Berry, often considered the “father of rock ‘n roll” began making hits in the ’50s with songs like “Johnny B. Goode” and later with the No. 1 song “My Ding-a-Ling” in 1972. He was born on October 18, 1926, in St. Louis, MO. During his childhood, Berry pursued several hobbies from carpentry to photography. He showed early talent for music and started singing in the church choir when he was six years old.

During a talent show at his school he sang “Confessin’ the Blues” while a friend played the guitar. The students loved it, sparking Berry’s interest in learning how to play guitar. During his teen years, he got into some trouble, dropping out of school when he was 17 years old. He and a few friends robbed a few stores and stole a car, then they were apprehended by police. He served three years in a reformatory facility.

In the late ’40s he joined a few bands and played in nightclubs around St. Louis. They played everything from jazz to upbeat country to pop music. In early 1955 he met with Chess Records, then wrote and recorded “Maybellene,” which hit No. 1 on R&B charts and No. 5 on pop charts within months. Many music historians consider that song to be the first true rock ‘n roll song.

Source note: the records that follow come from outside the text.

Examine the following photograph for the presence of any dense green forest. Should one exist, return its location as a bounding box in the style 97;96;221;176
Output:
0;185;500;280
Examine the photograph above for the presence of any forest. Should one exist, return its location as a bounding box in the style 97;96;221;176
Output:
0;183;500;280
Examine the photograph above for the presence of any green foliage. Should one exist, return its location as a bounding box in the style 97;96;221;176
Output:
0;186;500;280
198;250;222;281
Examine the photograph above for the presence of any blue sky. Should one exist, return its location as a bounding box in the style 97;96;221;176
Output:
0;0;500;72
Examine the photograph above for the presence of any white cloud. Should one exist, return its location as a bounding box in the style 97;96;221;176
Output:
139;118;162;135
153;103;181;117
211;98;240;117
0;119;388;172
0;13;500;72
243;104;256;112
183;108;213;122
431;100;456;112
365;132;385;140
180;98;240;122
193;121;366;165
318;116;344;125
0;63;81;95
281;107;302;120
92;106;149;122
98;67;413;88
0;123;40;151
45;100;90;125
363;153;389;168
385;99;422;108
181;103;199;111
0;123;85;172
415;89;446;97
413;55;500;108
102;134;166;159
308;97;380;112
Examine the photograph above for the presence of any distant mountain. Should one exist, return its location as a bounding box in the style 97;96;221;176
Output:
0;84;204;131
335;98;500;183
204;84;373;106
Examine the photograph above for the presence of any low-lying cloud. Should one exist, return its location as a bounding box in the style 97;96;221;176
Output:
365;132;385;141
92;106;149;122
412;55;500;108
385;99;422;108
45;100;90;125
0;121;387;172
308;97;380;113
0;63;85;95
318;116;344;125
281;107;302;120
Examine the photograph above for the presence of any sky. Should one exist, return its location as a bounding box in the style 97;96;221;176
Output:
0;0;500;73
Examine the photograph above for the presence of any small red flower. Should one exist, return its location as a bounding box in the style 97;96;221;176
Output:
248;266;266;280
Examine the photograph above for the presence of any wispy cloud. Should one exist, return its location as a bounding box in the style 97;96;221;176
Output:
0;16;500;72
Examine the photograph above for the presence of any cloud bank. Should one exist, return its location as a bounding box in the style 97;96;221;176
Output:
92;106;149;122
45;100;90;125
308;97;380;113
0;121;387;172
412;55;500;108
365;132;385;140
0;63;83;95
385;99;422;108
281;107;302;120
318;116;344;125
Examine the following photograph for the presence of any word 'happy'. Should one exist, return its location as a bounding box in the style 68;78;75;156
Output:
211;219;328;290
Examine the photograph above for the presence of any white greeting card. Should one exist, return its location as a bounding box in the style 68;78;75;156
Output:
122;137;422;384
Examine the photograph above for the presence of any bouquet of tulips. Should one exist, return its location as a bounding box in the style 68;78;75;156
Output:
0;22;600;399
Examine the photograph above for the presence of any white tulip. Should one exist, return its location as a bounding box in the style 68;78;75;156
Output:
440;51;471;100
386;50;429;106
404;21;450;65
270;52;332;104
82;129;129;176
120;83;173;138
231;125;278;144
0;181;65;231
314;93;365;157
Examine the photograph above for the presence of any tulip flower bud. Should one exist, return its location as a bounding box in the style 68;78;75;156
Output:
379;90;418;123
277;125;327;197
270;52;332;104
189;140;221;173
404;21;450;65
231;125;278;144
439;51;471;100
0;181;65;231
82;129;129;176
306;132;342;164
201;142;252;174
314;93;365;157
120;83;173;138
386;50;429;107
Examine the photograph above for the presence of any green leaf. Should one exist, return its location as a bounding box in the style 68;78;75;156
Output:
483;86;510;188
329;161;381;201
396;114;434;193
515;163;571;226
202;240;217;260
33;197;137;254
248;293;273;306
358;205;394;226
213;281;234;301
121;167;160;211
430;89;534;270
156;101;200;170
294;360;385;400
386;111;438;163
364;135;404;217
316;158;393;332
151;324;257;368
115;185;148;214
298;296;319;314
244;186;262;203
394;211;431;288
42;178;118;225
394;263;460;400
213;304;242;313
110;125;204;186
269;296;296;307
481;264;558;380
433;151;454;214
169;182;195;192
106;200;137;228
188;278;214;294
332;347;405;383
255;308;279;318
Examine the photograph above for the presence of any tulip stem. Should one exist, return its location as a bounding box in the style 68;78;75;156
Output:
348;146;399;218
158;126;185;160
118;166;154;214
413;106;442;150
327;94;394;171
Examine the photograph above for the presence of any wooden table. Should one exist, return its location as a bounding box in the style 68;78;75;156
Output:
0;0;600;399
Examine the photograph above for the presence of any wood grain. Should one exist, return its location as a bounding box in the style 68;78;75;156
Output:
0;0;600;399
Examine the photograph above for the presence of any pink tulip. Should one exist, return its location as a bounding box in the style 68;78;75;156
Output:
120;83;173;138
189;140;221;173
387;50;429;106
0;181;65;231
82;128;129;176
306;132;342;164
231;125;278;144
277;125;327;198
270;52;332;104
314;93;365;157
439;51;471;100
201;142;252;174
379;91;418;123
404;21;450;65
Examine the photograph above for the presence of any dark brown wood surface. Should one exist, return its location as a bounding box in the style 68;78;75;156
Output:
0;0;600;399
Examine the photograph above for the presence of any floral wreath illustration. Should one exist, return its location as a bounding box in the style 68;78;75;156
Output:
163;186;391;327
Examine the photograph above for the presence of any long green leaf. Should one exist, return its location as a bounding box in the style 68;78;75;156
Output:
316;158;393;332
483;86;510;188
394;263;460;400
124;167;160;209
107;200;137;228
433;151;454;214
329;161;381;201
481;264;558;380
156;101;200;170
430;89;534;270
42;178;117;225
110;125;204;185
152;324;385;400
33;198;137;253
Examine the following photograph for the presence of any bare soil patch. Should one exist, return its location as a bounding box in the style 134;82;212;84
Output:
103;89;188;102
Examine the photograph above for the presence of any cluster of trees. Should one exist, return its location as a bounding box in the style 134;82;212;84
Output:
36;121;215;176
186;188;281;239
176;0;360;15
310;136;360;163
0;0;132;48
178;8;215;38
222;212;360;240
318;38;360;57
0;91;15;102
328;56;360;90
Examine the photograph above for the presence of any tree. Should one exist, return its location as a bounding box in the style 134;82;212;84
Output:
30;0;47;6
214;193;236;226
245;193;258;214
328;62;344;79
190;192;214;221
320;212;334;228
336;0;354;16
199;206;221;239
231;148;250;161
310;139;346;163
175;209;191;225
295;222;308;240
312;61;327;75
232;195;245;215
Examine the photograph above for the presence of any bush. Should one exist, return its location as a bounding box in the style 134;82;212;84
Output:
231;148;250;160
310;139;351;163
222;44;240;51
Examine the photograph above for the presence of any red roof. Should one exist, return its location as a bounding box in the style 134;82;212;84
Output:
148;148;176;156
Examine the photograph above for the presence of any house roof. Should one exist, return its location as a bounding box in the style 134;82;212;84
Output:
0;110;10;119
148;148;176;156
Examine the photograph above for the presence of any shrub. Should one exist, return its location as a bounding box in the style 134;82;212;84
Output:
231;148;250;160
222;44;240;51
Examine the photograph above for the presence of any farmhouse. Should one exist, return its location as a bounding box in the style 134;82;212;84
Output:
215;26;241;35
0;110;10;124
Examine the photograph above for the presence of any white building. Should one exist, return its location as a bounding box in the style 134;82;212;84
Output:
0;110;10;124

Berry produced a bunch of hits after that, such as “Roll Over, Beethoven,” “Brown-Eyed Handsome Man,” and “Too Much Monkey Business.” Then in the late ’50s “Sweet Little Sixteen” and “Carol” joined “Johnny B. Goode” as Top 10 hits on pop charts. In the ’60s, Berry’s hits included “Nadine,” “Dear Dad,” “You Can Never Tell,” and “Promised Land.”

In ’85 he received the Grammy Lifetime Achievement Award, then a year later he was inducted into the Rock and Roll Hall of Fame. He continued performing through the 1990s.